CAPÍTULO 2

El cielo matinal parecía burlarse de ellos. La luz de las estrellas aparecía con claridad bajo la línea abierta del horizonte; incluso el firmamento resultaba amenazador.

La visibilidad era muy buena y les permitía dominar el terreno varias millas a la redonda, aunque, en contrapartida, también ellos corrían el riesgo de ser descubiertos.

El paracaídas de James se hallaba en medio de un campo de tal extensión, que podría alimentar a una aldea entera. Desde allí, unas oscuras y nítidas huellas conducían hasta el escondite al que Bryan había arrastrado a James.

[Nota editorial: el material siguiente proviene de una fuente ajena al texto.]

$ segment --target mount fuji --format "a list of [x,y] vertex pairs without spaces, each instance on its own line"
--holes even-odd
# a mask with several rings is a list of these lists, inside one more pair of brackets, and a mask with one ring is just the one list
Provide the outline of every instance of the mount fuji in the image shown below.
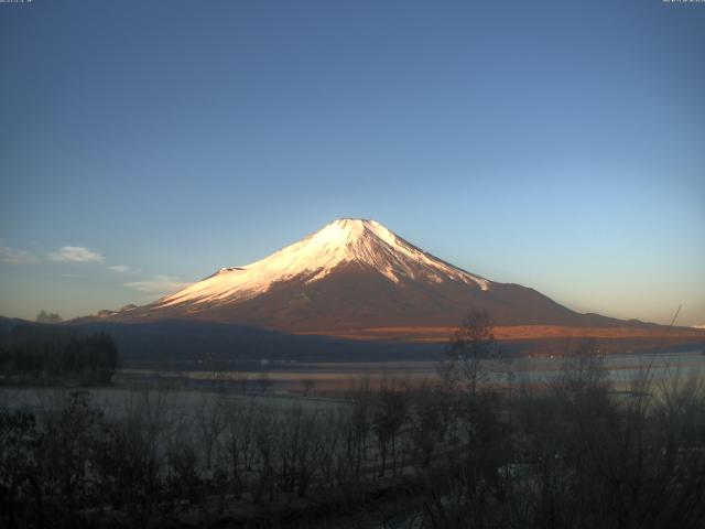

La situación empezaba a preocupar a Bryan, ahora que sabía que su compañero estaba menos maltrecho de lo que cabía suponer. La helada había detenido la hemorragia de la oreja y las hinchazones en el rostro y el cuello de James eran insignificantes gracias a los efectos del frío. Habían tenido mucha suerte.

Y ahora parecía que se les había acabado.

La helada agrietaba las comisuras de sus labios y se iba apoderando lentamente de sus cuerpos. Si querían sobrevivir, tendrían que buscar cobijo en algún lugar.

James estaba al tanto de posibles aviones que pudieran sobrevolar la zona. Desde el aire, los restos que habían dejado en medio del campo no dejarían ninguna duda acerca de lo que allí había sucedido. Si llegaban los aviones, los sabuesos vestidos de verde militar no tardarían mucho en aparecer.

—En cuanto hayamos recogido los paracaídas, creo que deberíamos seguir corriendo hacia la hondonada de allí. —James señaló en dirección norte, hacia unos campos negruzcos y volvió a mirar hacia atrás—. Si nos dirigimos hacia el sur, ¿a cuánta distancia crees que estamos de la población más próxima?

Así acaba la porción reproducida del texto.